Susan Boyle Explodes (Not Literally)
You can take the Glasweigian out of Glasgow, but….
Not since Christian Bale’s hilariously multi-accented, spittle-flecked rant on the set of Terminator Salvation has there been such an amusing celebrity meltdown.
After nearly 2 months basking in the spotlight of the world’s media lovebeam, Susan Boyle has been the victim of a brilliantly public meltdown.
If we were reporting this in the style of a Japanese Manga – and most days we truly wish we were – it’d only be fitting to run with the headline: SUBO EXPLODO!!!
Boyle strenuously denied early reports that she had stunned Britain’s Got Talent fans, contestants and their families with a flicked birdie sign and a ladylike ‘f*&k off’ whilst watching Piers Morgan congratulate schoolboy warbler Shaheen on his semi-final performance.
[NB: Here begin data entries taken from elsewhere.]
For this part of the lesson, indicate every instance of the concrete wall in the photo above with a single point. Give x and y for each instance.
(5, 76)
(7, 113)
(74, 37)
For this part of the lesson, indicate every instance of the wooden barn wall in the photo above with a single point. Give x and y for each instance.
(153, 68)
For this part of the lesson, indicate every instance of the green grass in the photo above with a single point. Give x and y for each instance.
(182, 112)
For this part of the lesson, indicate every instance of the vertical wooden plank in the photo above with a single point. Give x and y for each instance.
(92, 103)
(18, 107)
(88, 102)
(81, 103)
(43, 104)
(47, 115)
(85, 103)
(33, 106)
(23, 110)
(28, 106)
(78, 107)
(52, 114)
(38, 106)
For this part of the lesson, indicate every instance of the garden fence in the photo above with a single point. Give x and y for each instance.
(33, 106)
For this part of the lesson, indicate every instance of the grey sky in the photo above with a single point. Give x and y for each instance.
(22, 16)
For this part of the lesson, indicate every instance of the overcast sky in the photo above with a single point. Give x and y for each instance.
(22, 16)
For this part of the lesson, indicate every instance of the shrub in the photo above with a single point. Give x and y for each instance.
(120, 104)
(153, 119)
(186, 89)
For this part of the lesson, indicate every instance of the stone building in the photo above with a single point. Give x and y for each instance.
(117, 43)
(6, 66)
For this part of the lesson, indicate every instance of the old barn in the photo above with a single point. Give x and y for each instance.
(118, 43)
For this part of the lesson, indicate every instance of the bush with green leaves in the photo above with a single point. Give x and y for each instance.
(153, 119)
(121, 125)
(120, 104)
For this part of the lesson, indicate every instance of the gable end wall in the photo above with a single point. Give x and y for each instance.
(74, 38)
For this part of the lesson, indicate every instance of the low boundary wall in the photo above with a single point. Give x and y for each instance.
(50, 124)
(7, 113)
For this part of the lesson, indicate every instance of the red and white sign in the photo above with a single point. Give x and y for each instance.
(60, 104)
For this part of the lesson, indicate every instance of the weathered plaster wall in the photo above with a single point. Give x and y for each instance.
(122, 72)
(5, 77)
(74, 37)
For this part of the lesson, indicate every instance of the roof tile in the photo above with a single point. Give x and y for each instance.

Yet The Sun has run a story this morning that shows a visibly aggrieved (we’d say ‘narked’) SuBo getting a bit of a talking down from cops. They intervened after ‘The Bo’ (not to be confused with Doctor Who’s Face of Bo) ‘went beserk’ in the lobby of the Wembley Plaza Hotel when two strangers set out to “wind her up.”
We at OTB are all too aware of the media’s corruptive influence in moulding and breaking the fortunes of many a reality TV star, so we can’t say we didn’t see this coming.
Whatever happens, everyone’s favourite spawn of Cabbage Patch Kids/Basset Hound singer looks set to stay in the spotlight for some time yet.
What do you think? She destined to crash and burn or will she too reach the heights of Steve Brookstein?